4月16日、マルコによる福音書16:1~8「空っぽの墓」
「安息日が終った」土曜の日没後、三人の女性は「イエスに塗るために、香料を買い求め」、夜明けが待ちきれないかのように「週の初めの日に、早朝、日の出のころ、墓に行」きました。私たちも毎週このような愛と熱意、飢え渇きをもって教会に集い、礼拝しているでしょうか。

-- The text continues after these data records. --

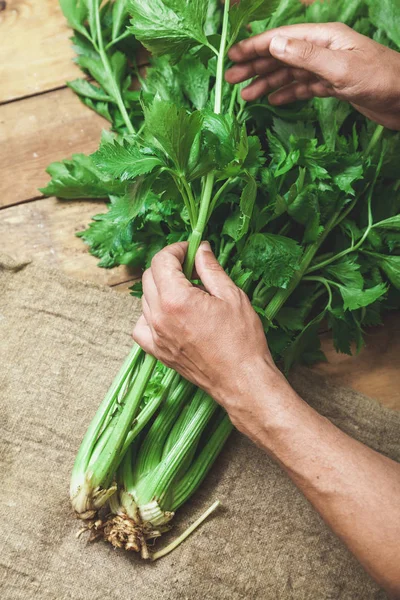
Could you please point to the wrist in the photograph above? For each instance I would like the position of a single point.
(258, 400)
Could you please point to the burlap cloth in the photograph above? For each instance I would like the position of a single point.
(61, 344)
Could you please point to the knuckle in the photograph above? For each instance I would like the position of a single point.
(340, 76)
(158, 324)
(157, 258)
(171, 304)
(307, 52)
(146, 275)
(341, 27)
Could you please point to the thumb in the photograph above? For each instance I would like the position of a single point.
(323, 62)
(210, 272)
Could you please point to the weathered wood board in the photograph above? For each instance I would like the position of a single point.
(375, 372)
(37, 131)
(45, 230)
(36, 53)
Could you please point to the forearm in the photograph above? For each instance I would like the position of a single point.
(355, 489)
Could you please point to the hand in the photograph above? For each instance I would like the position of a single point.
(212, 337)
(329, 59)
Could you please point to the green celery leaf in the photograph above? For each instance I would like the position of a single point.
(391, 266)
(118, 62)
(345, 330)
(306, 348)
(195, 81)
(291, 319)
(169, 26)
(385, 15)
(84, 88)
(174, 130)
(120, 14)
(349, 175)
(124, 160)
(275, 258)
(246, 11)
(354, 298)
(111, 236)
(347, 272)
(80, 178)
(237, 225)
(390, 223)
(304, 209)
(331, 115)
(300, 130)
(75, 11)
(164, 81)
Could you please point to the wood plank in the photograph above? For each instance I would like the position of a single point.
(37, 131)
(36, 53)
(45, 230)
(375, 371)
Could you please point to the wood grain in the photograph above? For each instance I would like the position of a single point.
(36, 53)
(37, 131)
(45, 230)
(375, 372)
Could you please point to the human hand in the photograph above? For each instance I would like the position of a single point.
(212, 337)
(299, 62)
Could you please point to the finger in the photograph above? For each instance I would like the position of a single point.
(146, 311)
(143, 336)
(299, 91)
(150, 292)
(167, 269)
(257, 46)
(263, 85)
(330, 65)
(211, 274)
(259, 66)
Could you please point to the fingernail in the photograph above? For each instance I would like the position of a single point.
(278, 44)
(205, 246)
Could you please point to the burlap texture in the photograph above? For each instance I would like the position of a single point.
(61, 344)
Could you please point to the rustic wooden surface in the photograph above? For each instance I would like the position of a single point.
(36, 54)
(40, 123)
(39, 130)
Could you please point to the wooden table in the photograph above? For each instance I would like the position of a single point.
(42, 121)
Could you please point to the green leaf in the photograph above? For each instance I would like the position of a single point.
(391, 266)
(174, 130)
(120, 13)
(195, 81)
(299, 130)
(118, 62)
(291, 319)
(111, 235)
(75, 11)
(80, 178)
(237, 225)
(347, 272)
(347, 177)
(354, 298)
(390, 223)
(169, 26)
(245, 11)
(331, 114)
(84, 88)
(275, 258)
(345, 331)
(385, 15)
(124, 160)
(306, 347)
(304, 209)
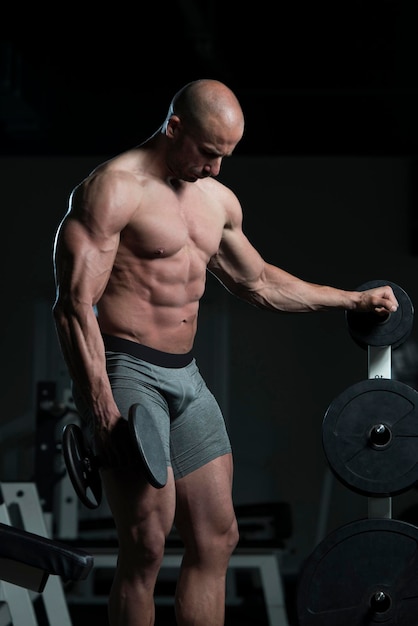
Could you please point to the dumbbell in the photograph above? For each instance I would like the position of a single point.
(83, 465)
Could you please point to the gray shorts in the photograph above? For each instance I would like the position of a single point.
(187, 415)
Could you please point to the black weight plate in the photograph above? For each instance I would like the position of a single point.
(81, 466)
(388, 468)
(370, 329)
(148, 445)
(364, 573)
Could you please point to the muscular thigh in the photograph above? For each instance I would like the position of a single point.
(204, 501)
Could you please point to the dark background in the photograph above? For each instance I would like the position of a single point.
(312, 77)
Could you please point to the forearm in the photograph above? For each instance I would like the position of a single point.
(83, 350)
(278, 290)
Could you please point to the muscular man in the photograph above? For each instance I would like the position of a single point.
(130, 263)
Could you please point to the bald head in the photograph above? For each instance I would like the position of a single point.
(204, 102)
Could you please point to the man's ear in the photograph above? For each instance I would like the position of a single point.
(172, 125)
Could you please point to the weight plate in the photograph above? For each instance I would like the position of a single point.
(81, 466)
(370, 437)
(370, 329)
(363, 573)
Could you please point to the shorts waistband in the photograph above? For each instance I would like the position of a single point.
(138, 350)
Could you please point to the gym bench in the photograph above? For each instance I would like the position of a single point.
(28, 559)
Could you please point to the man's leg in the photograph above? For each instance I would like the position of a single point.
(143, 516)
(205, 520)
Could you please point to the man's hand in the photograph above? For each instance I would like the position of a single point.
(379, 300)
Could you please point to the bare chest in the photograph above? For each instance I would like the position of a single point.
(166, 225)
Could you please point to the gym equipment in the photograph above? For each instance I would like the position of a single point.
(27, 559)
(370, 437)
(32, 565)
(145, 448)
(370, 329)
(365, 572)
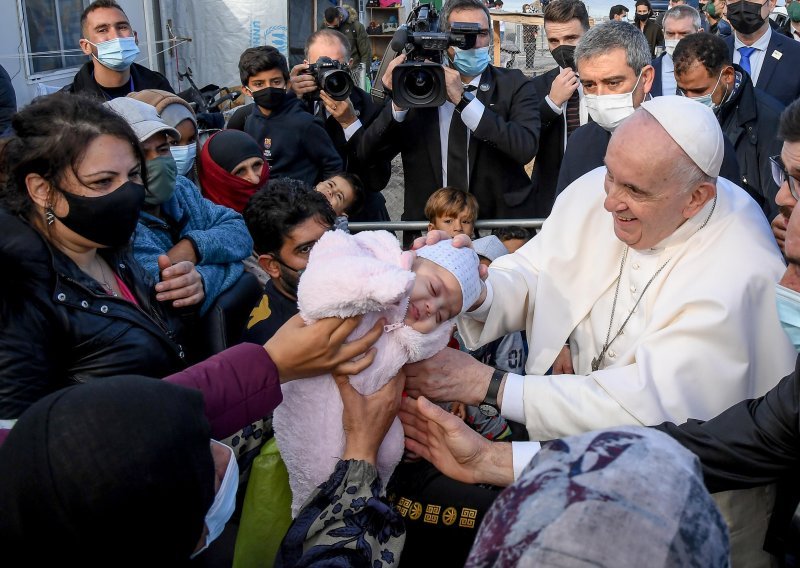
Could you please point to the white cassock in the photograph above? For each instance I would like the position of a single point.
(704, 336)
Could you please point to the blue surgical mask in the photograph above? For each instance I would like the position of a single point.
(706, 99)
(471, 62)
(184, 157)
(788, 303)
(224, 501)
(117, 54)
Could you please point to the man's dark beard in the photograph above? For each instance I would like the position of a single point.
(288, 282)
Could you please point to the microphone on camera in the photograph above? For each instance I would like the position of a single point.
(399, 39)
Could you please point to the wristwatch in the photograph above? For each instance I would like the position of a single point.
(466, 98)
(489, 405)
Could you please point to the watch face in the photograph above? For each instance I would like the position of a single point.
(488, 410)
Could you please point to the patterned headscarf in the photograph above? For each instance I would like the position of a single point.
(623, 497)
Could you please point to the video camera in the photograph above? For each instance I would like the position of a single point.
(420, 82)
(332, 77)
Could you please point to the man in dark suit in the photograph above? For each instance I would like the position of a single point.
(679, 21)
(771, 59)
(561, 105)
(757, 442)
(345, 121)
(479, 140)
(748, 116)
(108, 38)
(604, 56)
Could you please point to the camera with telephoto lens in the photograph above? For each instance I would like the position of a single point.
(420, 82)
(332, 77)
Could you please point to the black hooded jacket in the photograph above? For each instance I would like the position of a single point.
(749, 119)
(141, 78)
(59, 328)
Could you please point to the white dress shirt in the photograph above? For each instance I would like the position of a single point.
(757, 57)
(470, 116)
(669, 86)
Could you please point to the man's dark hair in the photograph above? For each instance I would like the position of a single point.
(50, 138)
(707, 49)
(617, 10)
(96, 5)
(279, 207)
(331, 14)
(512, 232)
(563, 11)
(254, 60)
(454, 5)
(789, 126)
(329, 35)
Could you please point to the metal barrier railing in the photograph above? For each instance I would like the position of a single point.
(423, 225)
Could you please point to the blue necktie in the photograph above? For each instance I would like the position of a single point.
(744, 62)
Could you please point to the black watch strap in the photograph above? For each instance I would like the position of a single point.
(466, 98)
(494, 388)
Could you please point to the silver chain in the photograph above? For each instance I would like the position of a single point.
(597, 361)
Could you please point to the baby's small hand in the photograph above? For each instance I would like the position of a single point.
(563, 363)
(459, 409)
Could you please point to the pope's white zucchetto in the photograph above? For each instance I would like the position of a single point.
(693, 126)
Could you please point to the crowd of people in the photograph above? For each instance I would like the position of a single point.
(604, 391)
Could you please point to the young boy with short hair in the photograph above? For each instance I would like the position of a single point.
(453, 211)
(346, 194)
(294, 142)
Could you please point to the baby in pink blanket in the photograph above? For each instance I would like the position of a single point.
(368, 273)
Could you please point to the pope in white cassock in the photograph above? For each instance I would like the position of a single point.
(658, 275)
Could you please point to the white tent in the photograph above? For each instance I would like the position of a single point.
(220, 30)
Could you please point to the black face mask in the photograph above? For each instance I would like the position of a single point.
(269, 98)
(565, 56)
(745, 17)
(108, 220)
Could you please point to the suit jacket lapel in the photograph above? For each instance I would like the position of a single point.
(485, 94)
(429, 125)
(770, 63)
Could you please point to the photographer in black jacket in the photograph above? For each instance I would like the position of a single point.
(345, 121)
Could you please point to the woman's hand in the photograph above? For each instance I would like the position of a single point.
(367, 418)
(300, 350)
(453, 447)
(180, 283)
(563, 363)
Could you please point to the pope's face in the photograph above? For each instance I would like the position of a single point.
(641, 193)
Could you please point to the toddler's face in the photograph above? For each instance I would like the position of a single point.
(339, 192)
(435, 298)
(461, 224)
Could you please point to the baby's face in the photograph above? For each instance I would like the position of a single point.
(339, 192)
(435, 298)
(461, 224)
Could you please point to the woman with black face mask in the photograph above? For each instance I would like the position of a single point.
(651, 30)
(74, 305)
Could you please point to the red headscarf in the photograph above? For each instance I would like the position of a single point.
(221, 186)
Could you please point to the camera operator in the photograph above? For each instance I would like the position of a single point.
(345, 121)
(479, 140)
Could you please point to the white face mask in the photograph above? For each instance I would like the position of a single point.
(608, 111)
(669, 46)
(184, 157)
(224, 501)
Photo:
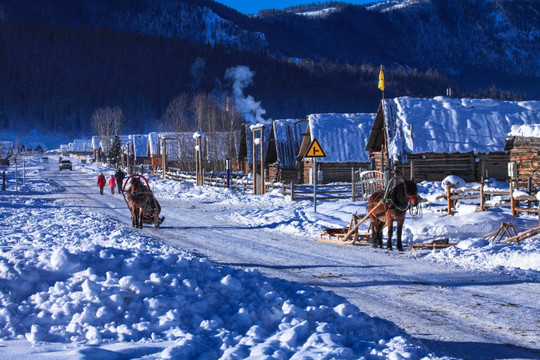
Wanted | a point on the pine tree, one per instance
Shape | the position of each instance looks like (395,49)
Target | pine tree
(115,152)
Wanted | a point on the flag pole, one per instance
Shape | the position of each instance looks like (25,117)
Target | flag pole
(381,82)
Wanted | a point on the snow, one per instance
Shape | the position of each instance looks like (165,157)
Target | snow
(532,130)
(76,282)
(318,13)
(447,125)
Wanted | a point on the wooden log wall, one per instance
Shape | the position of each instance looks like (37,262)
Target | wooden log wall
(333,172)
(525,151)
(468,166)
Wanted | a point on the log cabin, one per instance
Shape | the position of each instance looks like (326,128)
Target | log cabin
(523,144)
(429,139)
(286,136)
(343,139)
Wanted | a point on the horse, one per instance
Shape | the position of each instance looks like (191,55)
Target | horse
(137,196)
(385,207)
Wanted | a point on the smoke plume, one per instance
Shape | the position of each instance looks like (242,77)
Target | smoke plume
(241,77)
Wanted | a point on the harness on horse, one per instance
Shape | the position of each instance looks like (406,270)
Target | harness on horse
(414,210)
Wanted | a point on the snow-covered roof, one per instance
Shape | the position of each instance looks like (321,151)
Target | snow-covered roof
(532,130)
(249,141)
(5,149)
(154,140)
(140,145)
(342,136)
(446,125)
(288,138)
(81,145)
(96,141)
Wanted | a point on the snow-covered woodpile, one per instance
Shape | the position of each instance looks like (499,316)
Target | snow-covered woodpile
(437,137)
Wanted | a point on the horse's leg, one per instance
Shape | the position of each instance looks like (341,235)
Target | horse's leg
(399,245)
(390,224)
(375,234)
(133,216)
(390,232)
(140,211)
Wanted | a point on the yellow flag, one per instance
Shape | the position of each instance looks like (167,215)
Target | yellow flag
(381,80)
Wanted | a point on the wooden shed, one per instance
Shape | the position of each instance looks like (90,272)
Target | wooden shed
(216,148)
(286,136)
(523,144)
(80,147)
(135,150)
(430,139)
(343,139)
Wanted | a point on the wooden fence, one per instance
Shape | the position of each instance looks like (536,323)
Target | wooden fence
(295,191)
(484,195)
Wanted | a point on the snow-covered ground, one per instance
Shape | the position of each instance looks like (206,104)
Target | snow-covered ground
(76,282)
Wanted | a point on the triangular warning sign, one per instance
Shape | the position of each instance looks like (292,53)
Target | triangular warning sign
(315,150)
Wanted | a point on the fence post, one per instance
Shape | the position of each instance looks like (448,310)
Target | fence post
(512,205)
(529,190)
(352,183)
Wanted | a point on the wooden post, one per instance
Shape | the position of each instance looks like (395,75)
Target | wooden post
(529,191)
(352,183)
(254,162)
(164,158)
(482,194)
(449,201)
(263,181)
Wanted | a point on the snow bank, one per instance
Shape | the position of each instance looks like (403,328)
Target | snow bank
(69,275)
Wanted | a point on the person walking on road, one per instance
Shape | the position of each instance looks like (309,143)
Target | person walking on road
(112,184)
(120,175)
(101,182)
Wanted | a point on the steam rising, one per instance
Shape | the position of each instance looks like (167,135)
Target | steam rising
(241,76)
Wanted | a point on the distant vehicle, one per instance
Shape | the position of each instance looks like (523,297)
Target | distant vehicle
(65,164)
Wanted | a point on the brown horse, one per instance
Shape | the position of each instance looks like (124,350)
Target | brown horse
(137,196)
(391,206)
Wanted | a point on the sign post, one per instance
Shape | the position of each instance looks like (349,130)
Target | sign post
(315,151)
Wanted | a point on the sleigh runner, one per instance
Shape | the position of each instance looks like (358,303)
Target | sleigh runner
(152,208)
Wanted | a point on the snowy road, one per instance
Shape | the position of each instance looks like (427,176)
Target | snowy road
(461,314)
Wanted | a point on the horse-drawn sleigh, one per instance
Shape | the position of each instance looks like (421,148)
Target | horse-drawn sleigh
(384,207)
(141,202)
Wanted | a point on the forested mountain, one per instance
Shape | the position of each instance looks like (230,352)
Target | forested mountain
(61,60)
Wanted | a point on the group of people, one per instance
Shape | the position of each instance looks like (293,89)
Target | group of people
(115,180)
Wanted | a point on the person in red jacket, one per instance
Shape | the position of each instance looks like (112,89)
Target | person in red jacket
(101,182)
(112,183)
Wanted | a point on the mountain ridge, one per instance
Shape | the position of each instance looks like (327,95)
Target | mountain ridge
(61,61)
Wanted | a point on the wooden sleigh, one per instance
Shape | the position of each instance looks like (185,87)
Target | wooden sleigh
(153,208)
(433,245)
(349,235)
(508,230)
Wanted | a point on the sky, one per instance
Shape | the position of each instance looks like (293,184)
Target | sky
(253,7)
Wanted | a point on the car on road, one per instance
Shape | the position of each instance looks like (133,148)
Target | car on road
(65,164)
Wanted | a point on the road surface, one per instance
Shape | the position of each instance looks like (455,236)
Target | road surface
(465,314)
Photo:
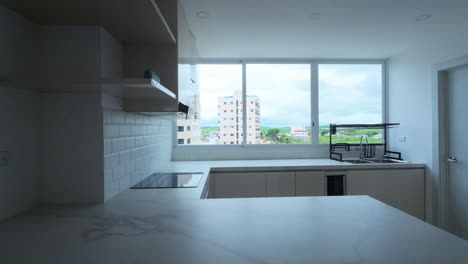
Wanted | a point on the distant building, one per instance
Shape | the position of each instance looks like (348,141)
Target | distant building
(299,133)
(230,119)
(189,130)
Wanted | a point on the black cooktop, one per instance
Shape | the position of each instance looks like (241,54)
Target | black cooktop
(170,180)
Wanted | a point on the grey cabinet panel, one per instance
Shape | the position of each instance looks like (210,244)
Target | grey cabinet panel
(238,185)
(405,191)
(367,182)
(310,183)
(280,184)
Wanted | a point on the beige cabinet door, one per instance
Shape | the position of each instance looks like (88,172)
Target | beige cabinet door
(310,183)
(367,182)
(239,184)
(280,184)
(405,191)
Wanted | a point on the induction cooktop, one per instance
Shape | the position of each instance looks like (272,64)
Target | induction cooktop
(170,180)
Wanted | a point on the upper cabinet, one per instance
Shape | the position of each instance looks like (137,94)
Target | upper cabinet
(106,46)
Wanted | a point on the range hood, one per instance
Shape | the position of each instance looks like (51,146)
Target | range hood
(164,103)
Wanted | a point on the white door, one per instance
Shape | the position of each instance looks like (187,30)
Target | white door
(457,106)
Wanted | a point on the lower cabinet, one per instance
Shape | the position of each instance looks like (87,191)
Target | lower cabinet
(402,189)
(310,183)
(254,184)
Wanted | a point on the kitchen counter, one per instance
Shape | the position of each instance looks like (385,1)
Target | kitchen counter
(250,165)
(175,226)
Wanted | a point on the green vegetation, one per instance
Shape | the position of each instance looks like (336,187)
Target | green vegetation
(281,135)
(206,130)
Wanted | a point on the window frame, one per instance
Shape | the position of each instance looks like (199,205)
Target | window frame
(314,98)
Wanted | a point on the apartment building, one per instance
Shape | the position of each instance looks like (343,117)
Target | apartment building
(231,122)
(189,129)
(299,133)
(188,126)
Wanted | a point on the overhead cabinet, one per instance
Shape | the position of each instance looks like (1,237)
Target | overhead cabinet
(106,46)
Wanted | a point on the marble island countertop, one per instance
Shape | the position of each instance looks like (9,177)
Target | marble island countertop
(175,226)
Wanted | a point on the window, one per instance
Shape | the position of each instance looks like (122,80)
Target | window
(284,103)
(220,88)
(350,94)
(281,111)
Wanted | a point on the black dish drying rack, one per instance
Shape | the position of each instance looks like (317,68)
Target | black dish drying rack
(367,149)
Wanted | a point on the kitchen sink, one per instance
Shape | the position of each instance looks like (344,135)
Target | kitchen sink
(368,161)
(357,161)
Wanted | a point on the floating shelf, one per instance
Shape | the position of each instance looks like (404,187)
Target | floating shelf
(126,87)
(139,21)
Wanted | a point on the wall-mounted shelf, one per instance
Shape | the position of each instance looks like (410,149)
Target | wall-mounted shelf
(141,21)
(125,88)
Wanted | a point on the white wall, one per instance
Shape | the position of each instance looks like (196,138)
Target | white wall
(410,103)
(19,181)
(71,148)
(69,52)
(19,121)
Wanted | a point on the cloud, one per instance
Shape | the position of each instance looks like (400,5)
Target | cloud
(348,93)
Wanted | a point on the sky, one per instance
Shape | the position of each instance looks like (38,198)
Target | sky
(347,93)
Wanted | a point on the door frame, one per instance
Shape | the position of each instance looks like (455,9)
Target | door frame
(440,136)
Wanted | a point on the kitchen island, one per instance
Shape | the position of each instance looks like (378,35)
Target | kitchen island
(176,226)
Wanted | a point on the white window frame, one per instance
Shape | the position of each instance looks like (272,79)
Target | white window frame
(314,86)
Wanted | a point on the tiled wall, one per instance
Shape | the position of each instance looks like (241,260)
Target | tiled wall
(135,146)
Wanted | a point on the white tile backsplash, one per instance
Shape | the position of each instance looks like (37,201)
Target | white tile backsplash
(135,146)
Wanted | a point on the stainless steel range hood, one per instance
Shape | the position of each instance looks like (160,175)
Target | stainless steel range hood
(163,103)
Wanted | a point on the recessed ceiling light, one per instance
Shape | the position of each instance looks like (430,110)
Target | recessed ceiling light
(203,14)
(423,17)
(314,16)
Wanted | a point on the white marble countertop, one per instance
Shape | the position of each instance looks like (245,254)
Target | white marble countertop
(175,226)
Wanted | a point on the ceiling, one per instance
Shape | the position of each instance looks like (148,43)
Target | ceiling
(321,28)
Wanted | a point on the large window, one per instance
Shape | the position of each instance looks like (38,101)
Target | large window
(278,103)
(350,94)
(283,103)
(220,118)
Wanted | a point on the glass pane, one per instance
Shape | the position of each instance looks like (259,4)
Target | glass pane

墓に急ぐ彼女たちの前には大きな問題がありました。墓の入口をふさぐ大石です。彼女たちはこの大石についてうつむきながら話し合い続けて墓まで来ました。私たちの人生にも様々な困難の大石が立ちはだかりますが、人類共通の最大の大石、それは罪と死の大石です。イエスはこの大石を取り除くために来臨されたのです。「どうしてわたしをお見捨てになったのですか」と唯一言い得る罪の全くない神の御子イエスが、全人類の罪を背負って十字架につけられ、神のさばきを一身に受けて死なれました(15:33~41)。しかし三日目によみがえって、イエスを信じるだけで罪赦される救いの道を完成して下さいました。
罪と死の大石を十字架と復活によって「ころがして」下さったイエスは、人生に立ちはだかる困難の大石をも「ころがして」下さるお方です。困難ばかりを見つめてうつむかないで、イエスを仰ぎましょう。「石はすでにころがしてあった」のを見ることでしょう(詩篇121:1~2)。
「真白な長い衣を着た若者(=御使)」は、「弟子たちとペテロとの所へ行って…伝えなさい」と命じました。イエスを裏切り(14:66~72)、失意のどん底にある自分の名前をもう一度呼んで下さるイエスの愛に触れたペテロは、復活の命と力に満たされて再び立ち上がったのです。